My best selling series is short rants on bad words – F*CK, SH*T, B*TCH, you get the point. They each cost the same price as many of my novels but these sell and they are read regularly on KU. My most consistent babies aren’t even real books. There are my words and they are my thoughts, but they are far from books. Think about that for a minute.

Most people (successful people) told me that I was committing career suicide when I hit publish on the first book. Did that stop me? It almost did. I should listen to others because they know what’s best for me. Yeah, ok.

Then I thought about, what’s the worst that could happen? I won’t sell books? Well, that was already happening so there was no loss for me.

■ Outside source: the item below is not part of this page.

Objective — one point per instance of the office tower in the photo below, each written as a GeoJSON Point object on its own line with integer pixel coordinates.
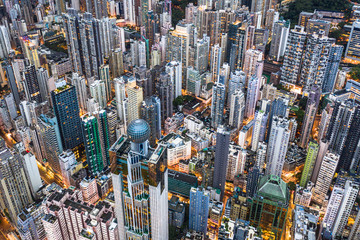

I took a chance with a business that I created. I risked it all for one book that quickly became a series against everyone’s warning.

 

The moral of the story is that you can’t think about everyone else when you dive headfirst into the indie community. You won’t sell hundreds of book and you won’t be liked by everyone. Everyone learns that in month two of joining but the strong fight. They fight against the odds, the book suffers, the theifs, the readers and the people that want you to fail. Again, it’s not for the weak, the entitled or the lazy.

Throwing in the white flag doesn’t mean throwing a tantrum on Facebook in hopes of receiving pity buys or emotional pleas for your social media existence. It means, you’re done. You’ve given up and you tried.

If you can walk away knowing that you gave it your all, and I mean every option you have, there’s no need for a going away party or one last attempt to have your ego stroked. You just quit your job, you don’t look back and you move on. It’s business and it’s not easy.

The indie world is hard. Harder than any job I’ve ever had, but I wouldn’t change anything that I’ve done because I love what I do and I expect nothing. That’s the only way you’ll survive.